It's already dark outside, though not very late. I go over to the window to let in some fresh air for a minute or two. I should have thought that it would be there and immediately enter - but I wasn't quite prepared for the intensity of it and it took me by surprise. In that instant, it was forcefully right in my face. I closed my eyes and took a deep breath.
It's the scent of Africa and I don't think I'll ever forget it.
I don't even have the words to describe it, though often I've mentally tried. It's the earthy scent of dirt and dust. It's the promising scent of rain on the horizon. It's the intense scent of a thousand fires. It's the scent of clean, unpolluted air. It's the scent of, yes, even the bad and foul. It all melds together and comes as the familiar - the scent of Africa.
But what I can't put into words so deeply rests in my heart, that I don't think I will ever shake it. Coming off the airplane in October, we walked out the doors to go into the terminal, and it hit me there too. I almost cried when I recognized it, because I wasn't expecting it to be there, right in the center of the capital city and surrounded by tall buildings.

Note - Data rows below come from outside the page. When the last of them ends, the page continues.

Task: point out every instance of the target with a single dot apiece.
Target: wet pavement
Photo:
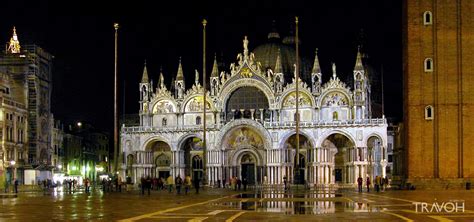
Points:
(227, 205)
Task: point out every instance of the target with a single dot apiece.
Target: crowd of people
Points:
(380, 183)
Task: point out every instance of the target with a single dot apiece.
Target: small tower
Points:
(214, 78)
(179, 82)
(145, 96)
(279, 77)
(360, 88)
(316, 76)
(14, 45)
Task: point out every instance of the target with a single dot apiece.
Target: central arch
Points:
(339, 146)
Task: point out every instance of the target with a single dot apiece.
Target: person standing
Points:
(367, 183)
(178, 182)
(245, 182)
(196, 185)
(187, 184)
(359, 184)
(16, 185)
(170, 183)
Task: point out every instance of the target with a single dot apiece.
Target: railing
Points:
(331, 123)
(320, 123)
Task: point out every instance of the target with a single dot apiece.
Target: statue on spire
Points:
(14, 46)
(246, 49)
(196, 77)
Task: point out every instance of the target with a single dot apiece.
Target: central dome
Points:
(267, 54)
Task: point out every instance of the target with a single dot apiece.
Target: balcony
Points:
(266, 124)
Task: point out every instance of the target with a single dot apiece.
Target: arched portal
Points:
(248, 167)
(191, 158)
(161, 154)
(376, 157)
(297, 174)
(244, 102)
(340, 147)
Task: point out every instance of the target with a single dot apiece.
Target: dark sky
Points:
(81, 37)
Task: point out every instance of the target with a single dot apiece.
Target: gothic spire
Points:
(358, 65)
(145, 74)
(278, 67)
(14, 45)
(215, 71)
(316, 67)
(179, 75)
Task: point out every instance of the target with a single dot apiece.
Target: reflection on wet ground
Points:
(296, 203)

For me, the scent speaks of long evenings by the fire, nights in the bush, days in a small town, and special memories with family and friends. For me, the scent speaks of this land I've come to respect, and most of all, these people I've come to love. For me, the scent speaks of a home.
It's a strange thing, really. I didn't think I would have trouble adjusting to being here in Botswana, but I wasn't expecting to be so very at home. I'm certainly no expert on the culture or well-versed in all their customs, but coming here did not feel awkward, nor do I feel displaced or disjointed. No, I truly feel at home here, and I'm happy to say so. There will always be a special place in my heart for Africa. And when I go back to my home in the States, I imagine that I will dream about a certain scent and the day I can smell it again - the scent of Africa.